In the present study, the expression of CK-1ε, DEC1, PCNA, and CD44 was examined in ASE and CIS biopsy samples. It was previously reported that DEC1 expression was increased in invasive cancer cells compared with that in non-cancerous cells (13). Notably, DEC1 expression was lower in CIS than in ASE samples. In addition, DEC1 was reported to be more highly expressed in spindle lesions of EMT than in conventional invasive lesions (12,15). Although DEC1 expression was lower in CIS compared with ASE samples, invasive processes such as EMT from CIS may induce DEC1 expression. It is well known that transforming growth factor beta (TGFβ) induces EMT and DEC1 expression in various cancer cells (15,23–27). Consistent with this finding, DEC1 expression was higher in ASE and invasive OSCC samples than that in CIS samples (12,13,15).

It has been reported that DEC1 promotes tumor progression, EMT, metastasis, and anti-apoptotic activity via hypoxia-inducible factor-1α, TGFβ and SMAD3 (14,21). CD44 promotes tumor proliferation, invasion and anti-apoptotic functions (28). DEC1 negatively regulates the expression of stem cell markers SOX2 and c-MYC in cervical cancer cells (12). Consistent with this, it was observed that the cancer stem cell marker CD44 was decreased in CA9-22-DEC1-overexpressing cells. In addition, opposite expression patterns of DEC1 and CD44 were observed in ASE and CIS samples. These results suggested that DEC1 negatively regulated CD44 expression, although both the expression levels of DEC1 and CD44 were higher in invasive cancer cells. DEC1 regulates target genes by binding E-boxes and sp1 sites (14,16,22). Notably, overexpression of circadian clock gene Period2 (PER2) decreased CD44 expression in lung cancer cells (29). Since DEC1 negatively regulates PER2 through E-boxes (14,16), it is possible that DEC1 regulates CD44 via E-boxes. It was hypothesized that DEC1 suppresses CD44 expression to slow the invasive progression of OSCC. Future studies are required to clarify how DEC1 regulates CD44. It was revealed that CK-1ε expression is similar to that of CD44. Low expression levels of CK-1ε have been associated with poor prognosis in advanced OSCC (30). These previous results suggested that CK-1ε expression is inversely correlated with DEC1 in CIS and in invasive OSCC. Therefore, DEC1 negatively regulates CK-1ε. In the present study, no marked changes in PCNA were identified in ASE and CIS. However, it was observed that DEC1 overexpression decreased the PCNA expression in CA9-22 cells, as previously described (21). It was hypothesized that DEC1 negatively regulates PCNA in invasive OSCC but not in CIS. Clarification on how these molecules functionally regulate ASE and CIS, using a mouse model, is warranted in future studies.

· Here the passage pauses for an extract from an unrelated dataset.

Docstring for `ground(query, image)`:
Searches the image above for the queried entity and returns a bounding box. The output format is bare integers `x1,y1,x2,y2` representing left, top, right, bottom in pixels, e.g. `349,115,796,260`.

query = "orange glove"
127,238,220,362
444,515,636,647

CK13 and CK17 have been previously used to distinguish between ASE and CIS (1,6). In CIS, the expression of CK13 is decreased whereas that of CK17 is increased. Τhe use of additional immunohistochemical markers such as CK-1ε, DEC1, CD44, CK13 and CK17 is suggested to distinguish ASE and CIS. However, changes in these immunohistochemical markers are often observed upon severe inflammation, such as in active ulcers and in ASE. Furthermore, the usefulness of biopsies to distinguish between ASE and CIS is limited since ASE occasionally exhibits severe nuclear atypia. Therefore, the difference between ASE and CIS should be clarified using resected samples. Another limitation was the small sample size and the absence of statistical analysis to quantify results in the present study. As a result, a larger number of samples needs to be examined in future studies.